Back in the day, financial intermediation was a pretty simple equation – individuals put their long-term savings into bank accounts, insurance, or investments. In turn, banks, insurers and asset managers invested that money in nice tidy long-term instruments like equities, bonds and asset-backed securities.
Not so today according to a recent paper from the International Monetary Fund that is raising alarm bells about the growing role of asset managers – including ETFs – as a major source of funding for banks through the shadow banking system. In their paper, The Non-Bank-Bank Nexus and the Shadow Banking System authors Zoltan Pozsar and Manmohan Singh argue that asset managers are now a dominant source of demand for non-M2 types of money. In fact, they act as “collateral mines” for the growing shadow banking system.

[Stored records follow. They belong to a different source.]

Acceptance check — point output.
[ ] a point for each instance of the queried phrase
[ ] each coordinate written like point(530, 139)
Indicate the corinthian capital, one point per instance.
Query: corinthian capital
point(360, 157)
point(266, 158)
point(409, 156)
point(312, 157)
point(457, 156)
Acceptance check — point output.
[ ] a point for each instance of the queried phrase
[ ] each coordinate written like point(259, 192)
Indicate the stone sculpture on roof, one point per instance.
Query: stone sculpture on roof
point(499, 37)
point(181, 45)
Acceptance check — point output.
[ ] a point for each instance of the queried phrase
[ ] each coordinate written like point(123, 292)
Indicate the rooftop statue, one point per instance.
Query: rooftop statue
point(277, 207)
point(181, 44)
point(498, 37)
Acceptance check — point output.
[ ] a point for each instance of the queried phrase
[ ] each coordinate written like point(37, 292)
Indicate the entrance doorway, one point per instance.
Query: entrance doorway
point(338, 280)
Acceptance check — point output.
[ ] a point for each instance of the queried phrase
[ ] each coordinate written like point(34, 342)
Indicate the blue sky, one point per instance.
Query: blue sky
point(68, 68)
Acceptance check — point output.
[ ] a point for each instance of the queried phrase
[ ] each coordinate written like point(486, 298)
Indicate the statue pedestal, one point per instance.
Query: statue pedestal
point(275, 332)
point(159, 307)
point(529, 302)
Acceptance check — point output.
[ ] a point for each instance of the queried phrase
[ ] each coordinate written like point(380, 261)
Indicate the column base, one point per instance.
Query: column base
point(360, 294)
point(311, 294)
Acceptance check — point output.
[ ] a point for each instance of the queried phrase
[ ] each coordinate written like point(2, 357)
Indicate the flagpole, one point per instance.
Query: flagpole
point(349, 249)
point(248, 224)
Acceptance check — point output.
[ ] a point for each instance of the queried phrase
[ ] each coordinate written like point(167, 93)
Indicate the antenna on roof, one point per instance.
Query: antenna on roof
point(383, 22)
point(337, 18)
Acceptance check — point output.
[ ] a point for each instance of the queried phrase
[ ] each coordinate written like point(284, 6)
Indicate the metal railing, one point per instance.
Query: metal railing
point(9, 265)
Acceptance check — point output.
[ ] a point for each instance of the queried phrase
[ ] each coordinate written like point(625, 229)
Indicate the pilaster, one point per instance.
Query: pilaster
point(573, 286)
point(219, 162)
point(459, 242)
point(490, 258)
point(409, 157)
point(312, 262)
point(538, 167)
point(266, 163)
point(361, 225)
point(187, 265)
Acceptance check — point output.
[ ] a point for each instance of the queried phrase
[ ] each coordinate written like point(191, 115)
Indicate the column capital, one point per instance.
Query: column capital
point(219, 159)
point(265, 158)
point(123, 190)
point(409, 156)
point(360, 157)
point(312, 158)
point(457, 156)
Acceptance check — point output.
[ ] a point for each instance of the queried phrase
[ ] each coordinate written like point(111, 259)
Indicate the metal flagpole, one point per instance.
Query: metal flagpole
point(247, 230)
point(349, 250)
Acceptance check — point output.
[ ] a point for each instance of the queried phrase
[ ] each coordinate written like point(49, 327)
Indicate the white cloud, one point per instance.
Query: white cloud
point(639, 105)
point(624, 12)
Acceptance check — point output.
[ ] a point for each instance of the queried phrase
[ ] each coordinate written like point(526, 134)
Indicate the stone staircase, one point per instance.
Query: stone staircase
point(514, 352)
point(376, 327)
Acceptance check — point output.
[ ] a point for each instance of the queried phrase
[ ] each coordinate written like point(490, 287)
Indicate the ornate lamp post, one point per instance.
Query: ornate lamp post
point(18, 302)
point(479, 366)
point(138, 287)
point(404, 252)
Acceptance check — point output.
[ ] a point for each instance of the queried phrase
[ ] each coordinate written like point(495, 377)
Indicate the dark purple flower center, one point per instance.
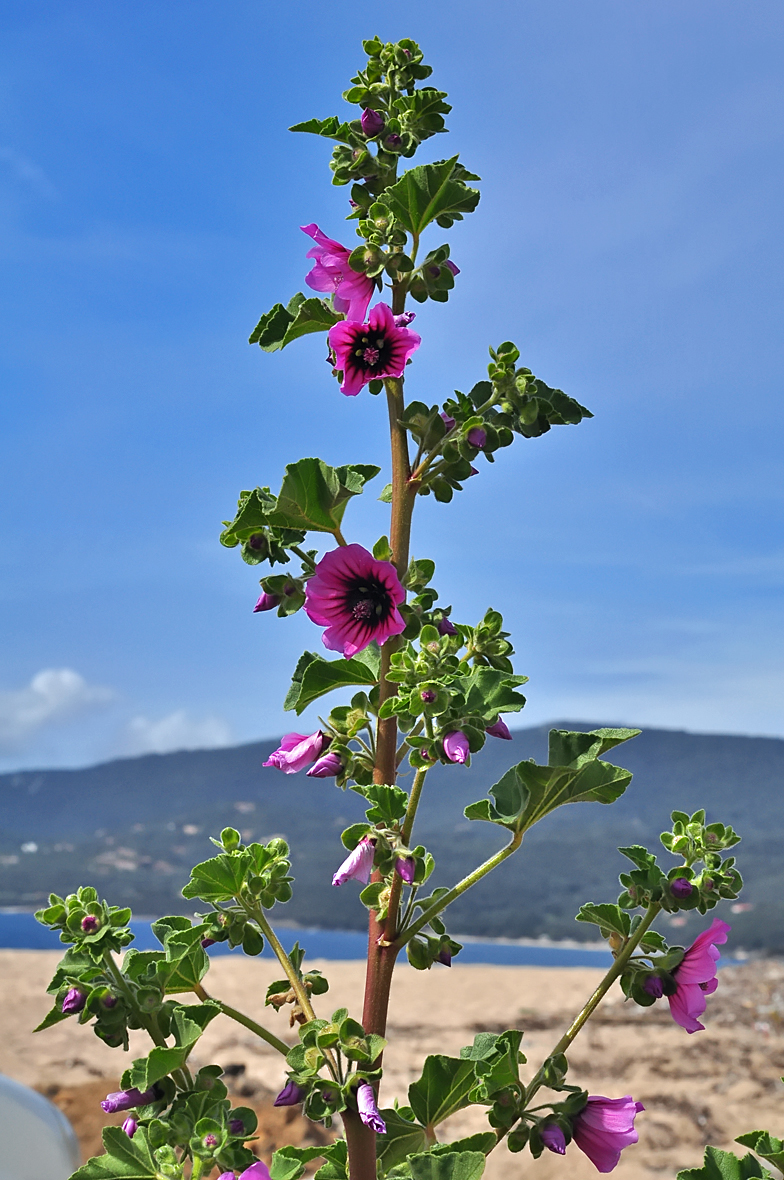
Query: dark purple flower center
point(368, 601)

Regulators need to understand and account for the money demand side of the asset management business especially because it is the place where long-term savings are turned into short-term savings: maturity transformation that is a result of changes in portfolio management, portfolio allocation decisions and securities lending.

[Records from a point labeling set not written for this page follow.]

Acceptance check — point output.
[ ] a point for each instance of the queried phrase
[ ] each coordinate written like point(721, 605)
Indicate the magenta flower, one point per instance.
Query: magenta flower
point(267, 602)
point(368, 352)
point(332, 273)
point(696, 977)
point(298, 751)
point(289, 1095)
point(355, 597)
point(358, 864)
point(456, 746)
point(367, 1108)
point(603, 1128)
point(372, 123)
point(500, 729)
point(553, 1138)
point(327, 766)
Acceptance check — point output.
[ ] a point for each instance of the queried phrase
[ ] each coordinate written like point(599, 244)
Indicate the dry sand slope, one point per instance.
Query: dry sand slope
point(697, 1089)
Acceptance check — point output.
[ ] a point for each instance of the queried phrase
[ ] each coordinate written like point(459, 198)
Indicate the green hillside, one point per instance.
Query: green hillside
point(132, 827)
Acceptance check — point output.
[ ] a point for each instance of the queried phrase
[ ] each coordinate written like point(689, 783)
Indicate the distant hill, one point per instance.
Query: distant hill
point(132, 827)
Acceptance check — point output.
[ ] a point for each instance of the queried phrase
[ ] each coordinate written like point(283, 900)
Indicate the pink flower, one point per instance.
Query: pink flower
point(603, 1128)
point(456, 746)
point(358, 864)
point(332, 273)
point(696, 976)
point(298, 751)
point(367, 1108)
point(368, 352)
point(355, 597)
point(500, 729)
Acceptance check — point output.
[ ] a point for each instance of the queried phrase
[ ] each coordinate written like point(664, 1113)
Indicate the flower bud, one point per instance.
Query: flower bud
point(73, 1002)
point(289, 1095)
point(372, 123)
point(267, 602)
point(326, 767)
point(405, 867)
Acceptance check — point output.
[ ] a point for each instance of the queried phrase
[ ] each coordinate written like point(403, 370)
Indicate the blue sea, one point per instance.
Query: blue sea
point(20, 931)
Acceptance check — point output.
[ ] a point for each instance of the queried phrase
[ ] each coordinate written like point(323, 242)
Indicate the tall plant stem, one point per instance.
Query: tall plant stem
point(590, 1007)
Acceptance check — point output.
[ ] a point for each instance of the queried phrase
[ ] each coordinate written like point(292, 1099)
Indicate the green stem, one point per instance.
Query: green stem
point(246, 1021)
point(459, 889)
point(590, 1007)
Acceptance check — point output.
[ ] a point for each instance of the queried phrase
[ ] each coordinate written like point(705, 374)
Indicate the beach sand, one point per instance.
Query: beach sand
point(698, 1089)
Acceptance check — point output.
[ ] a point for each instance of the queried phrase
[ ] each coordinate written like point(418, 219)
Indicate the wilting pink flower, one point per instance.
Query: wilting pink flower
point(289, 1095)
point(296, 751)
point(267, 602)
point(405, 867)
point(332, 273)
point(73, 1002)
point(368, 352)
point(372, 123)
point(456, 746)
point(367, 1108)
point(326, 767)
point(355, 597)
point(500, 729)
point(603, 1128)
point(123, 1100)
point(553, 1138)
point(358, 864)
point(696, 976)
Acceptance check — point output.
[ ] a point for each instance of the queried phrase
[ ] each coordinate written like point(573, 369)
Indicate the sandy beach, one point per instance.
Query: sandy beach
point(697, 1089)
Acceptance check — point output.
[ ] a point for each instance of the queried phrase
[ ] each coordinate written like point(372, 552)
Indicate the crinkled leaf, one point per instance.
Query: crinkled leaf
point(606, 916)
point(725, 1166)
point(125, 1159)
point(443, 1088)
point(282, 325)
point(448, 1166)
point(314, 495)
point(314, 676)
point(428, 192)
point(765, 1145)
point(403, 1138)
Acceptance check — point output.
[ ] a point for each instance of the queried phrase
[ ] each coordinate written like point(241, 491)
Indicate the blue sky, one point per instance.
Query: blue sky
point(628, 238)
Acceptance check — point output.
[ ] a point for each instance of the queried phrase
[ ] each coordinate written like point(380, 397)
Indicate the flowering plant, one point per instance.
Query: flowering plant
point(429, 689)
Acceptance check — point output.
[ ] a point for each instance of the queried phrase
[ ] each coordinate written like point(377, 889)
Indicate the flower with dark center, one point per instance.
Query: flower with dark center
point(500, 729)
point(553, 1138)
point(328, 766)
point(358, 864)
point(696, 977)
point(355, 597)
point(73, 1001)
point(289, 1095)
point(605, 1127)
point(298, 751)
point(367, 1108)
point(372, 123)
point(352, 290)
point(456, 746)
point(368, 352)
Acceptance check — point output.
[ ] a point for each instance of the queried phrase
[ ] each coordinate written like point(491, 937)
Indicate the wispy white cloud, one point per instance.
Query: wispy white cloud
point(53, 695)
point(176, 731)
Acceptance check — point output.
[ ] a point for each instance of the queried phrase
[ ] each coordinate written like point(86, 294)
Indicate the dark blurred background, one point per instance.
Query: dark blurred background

The authors call this reverse maturity transformation – plan sponsors might call this, more simply, mismatch risk. Except that the paper shows it’s happening on a huge scale, with ETFs and other asset managers part of a long and tangled collateral chain worth trillions.
It’s an interesting take on the ultimate power of the shadow banking system – what’s worrying is that regulators haven’t really factored this into the way they approach financial markets.
As the asset management industry grows, propelled at least in part by ETF assets, this collateral mine is going to become a lot deeper and a lot darker unless regulators redefine their model of how financial systems work.